Bush: "I wouldn't answer the marijuana questions. You know why? Because I don't want some little kid doing what I tried."

Bush: "Baby boomers have got to grow up and say, yeah, I may have done drugs, but instead of admitting it, say to kids, don't do them."

He also shows a surprising interest in gay issues. Before it was even on the radar screen, Bush clearly says he is opposed to same-sex marriage, which he calls a "special right" (and isn't that an Orwellian phrase?) Yet at the same time he is quite unhappy that the conservative Christians are attacking gays and is upset that the evangelicals "hate" them.

Bush: "Gay marriage, I am against that. Special rights, I am against that."

Bush: "Look, James, I got to tell you two things right off the bat. One, I'm not going to kick gays, because I'm a sinner. How can I differentiate sin?"

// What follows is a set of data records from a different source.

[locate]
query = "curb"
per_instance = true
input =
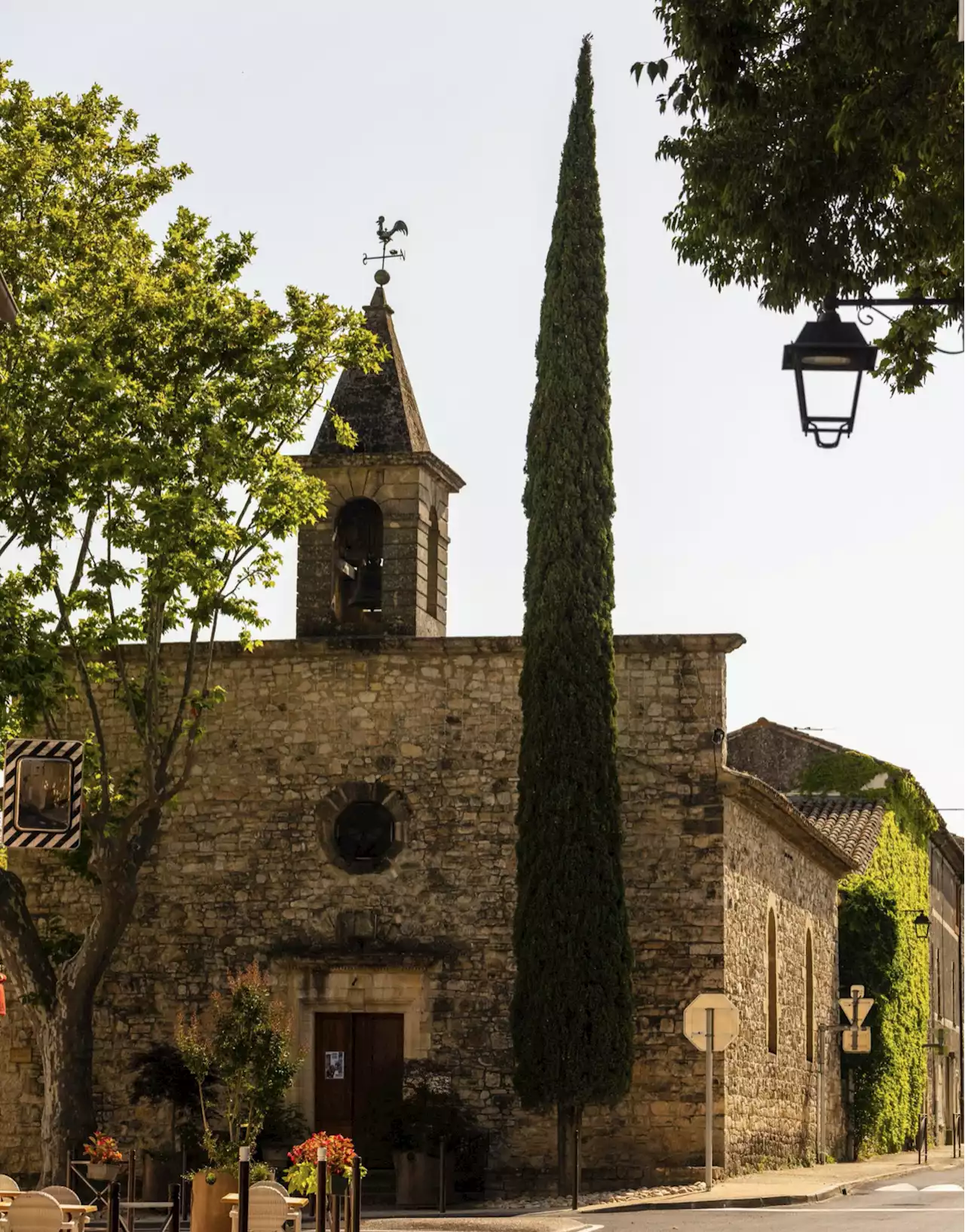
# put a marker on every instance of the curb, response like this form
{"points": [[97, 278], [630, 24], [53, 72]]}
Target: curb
{"points": [[819, 1195], [724, 1203]]}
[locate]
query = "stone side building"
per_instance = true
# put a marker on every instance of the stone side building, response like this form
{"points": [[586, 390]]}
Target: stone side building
{"points": [[351, 827], [782, 755]]}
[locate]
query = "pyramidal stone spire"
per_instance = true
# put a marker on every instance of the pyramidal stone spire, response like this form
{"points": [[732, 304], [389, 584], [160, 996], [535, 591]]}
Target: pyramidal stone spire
{"points": [[378, 406]]}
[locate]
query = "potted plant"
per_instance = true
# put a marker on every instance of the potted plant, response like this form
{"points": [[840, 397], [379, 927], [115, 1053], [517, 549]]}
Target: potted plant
{"points": [[302, 1177], [163, 1080], [240, 1059], [428, 1117], [104, 1156]]}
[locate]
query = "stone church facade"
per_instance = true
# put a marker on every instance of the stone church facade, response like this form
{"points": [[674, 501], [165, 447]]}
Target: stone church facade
{"points": [[351, 828]]}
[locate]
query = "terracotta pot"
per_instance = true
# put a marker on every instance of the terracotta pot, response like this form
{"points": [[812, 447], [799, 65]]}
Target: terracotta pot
{"points": [[209, 1212], [103, 1171], [417, 1178]]}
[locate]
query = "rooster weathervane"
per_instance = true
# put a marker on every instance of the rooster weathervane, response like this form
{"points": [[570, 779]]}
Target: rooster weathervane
{"points": [[384, 235]]}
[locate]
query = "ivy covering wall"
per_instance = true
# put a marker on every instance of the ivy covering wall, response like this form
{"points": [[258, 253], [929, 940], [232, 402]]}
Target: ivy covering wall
{"points": [[879, 949]]}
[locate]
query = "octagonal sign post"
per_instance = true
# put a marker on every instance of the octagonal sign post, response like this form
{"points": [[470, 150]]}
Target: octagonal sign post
{"points": [[712, 1023]]}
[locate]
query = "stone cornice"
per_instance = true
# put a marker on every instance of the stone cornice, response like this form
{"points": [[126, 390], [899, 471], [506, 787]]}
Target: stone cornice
{"points": [[650, 645], [320, 462]]}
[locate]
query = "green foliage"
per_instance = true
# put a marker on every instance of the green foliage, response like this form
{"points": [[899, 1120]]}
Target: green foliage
{"points": [[243, 1049], [823, 151], [881, 950], [572, 1003], [161, 1077], [147, 408], [428, 1115]]}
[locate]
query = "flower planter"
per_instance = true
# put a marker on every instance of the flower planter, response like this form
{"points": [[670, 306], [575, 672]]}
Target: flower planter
{"points": [[103, 1171], [417, 1178], [209, 1212]]}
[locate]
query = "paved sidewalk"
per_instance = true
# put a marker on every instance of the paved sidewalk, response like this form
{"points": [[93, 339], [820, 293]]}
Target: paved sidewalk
{"points": [[783, 1187], [790, 1185]]}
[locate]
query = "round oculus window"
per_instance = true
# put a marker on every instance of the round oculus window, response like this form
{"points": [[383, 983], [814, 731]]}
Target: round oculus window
{"points": [[364, 832]]}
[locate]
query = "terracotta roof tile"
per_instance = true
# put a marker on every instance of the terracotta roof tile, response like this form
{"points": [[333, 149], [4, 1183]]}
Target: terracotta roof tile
{"points": [[852, 823]]}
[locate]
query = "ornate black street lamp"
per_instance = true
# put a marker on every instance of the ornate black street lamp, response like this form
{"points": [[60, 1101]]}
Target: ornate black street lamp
{"points": [[833, 345], [829, 345]]}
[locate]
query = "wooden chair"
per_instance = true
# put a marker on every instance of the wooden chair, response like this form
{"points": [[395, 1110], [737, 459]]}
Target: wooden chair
{"points": [[293, 1216], [37, 1212], [62, 1194], [266, 1210]]}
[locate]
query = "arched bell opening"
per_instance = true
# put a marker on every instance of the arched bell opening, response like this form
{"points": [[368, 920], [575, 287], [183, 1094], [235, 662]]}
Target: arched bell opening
{"points": [[431, 589], [357, 589]]}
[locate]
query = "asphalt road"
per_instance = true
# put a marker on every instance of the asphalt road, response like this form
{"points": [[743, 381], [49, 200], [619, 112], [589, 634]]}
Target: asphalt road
{"points": [[924, 1201]]}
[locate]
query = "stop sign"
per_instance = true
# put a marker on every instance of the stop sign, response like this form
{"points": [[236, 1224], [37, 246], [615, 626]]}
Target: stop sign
{"points": [[726, 1022]]}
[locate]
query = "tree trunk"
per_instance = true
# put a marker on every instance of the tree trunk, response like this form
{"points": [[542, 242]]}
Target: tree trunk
{"points": [[66, 1041]]}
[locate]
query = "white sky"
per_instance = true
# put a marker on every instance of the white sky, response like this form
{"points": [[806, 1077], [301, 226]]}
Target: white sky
{"points": [[303, 121]]}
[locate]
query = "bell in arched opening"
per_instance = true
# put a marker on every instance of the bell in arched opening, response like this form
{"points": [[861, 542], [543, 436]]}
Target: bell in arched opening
{"points": [[357, 562]]}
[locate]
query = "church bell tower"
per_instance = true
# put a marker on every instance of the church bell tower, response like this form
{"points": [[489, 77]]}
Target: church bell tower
{"points": [[378, 563]]}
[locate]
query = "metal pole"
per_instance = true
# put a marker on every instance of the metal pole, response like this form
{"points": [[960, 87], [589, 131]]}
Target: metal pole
{"points": [[823, 1109], [576, 1160], [244, 1187], [320, 1188], [131, 1184], [709, 1108]]}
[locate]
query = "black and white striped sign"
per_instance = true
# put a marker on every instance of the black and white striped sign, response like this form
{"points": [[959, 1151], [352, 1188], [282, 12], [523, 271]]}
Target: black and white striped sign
{"points": [[42, 781]]}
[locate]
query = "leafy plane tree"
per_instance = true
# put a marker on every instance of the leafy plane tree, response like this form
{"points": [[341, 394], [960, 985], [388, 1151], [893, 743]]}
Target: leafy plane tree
{"points": [[823, 153], [572, 1003], [146, 402]]}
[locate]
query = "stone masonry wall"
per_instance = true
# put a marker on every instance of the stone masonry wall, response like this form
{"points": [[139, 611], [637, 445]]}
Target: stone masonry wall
{"points": [[242, 872], [772, 1099]]}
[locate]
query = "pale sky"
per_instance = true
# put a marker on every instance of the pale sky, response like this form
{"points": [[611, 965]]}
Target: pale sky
{"points": [[305, 121]]}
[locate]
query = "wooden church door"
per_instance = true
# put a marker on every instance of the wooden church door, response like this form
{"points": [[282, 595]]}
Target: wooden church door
{"points": [[359, 1060]]}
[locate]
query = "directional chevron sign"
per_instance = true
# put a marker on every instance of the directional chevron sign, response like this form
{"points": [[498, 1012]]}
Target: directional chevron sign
{"points": [[42, 781]]}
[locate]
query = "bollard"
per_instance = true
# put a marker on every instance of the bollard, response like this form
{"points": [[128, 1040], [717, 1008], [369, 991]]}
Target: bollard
{"points": [[576, 1167], [320, 1188], [244, 1187], [357, 1194]]}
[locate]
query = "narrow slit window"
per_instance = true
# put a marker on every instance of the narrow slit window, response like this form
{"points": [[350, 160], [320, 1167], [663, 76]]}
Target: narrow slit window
{"points": [[772, 982], [809, 998], [431, 596]]}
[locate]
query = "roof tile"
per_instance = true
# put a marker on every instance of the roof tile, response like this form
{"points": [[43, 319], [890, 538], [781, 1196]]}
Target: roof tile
{"points": [[852, 823]]}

The scariest part is that Bush clearly believed his Presidential campaign to be a moral crusade for evangelical Christian values. Yet as his self-serving view of lying about past drug habits illustrates, Bush's belief in his own moral righteousnesse is just another example of the amazing capacity for doublethink that accompanies fundamentalism.

1 comment:

USWest said...

I think we should be careful. These are quotes taken out of context and the NYT chose what it published and what it didn't. I don't like Bush much. But I think we should be careful to avoid sinking to the same level as the scandal seeking media.

I am still angry at CBS for not standing up and asking if its sotry was wrong. Let's remember that no one disputed the story; they simply made an issue out of CBS' failure to authenticate a single document.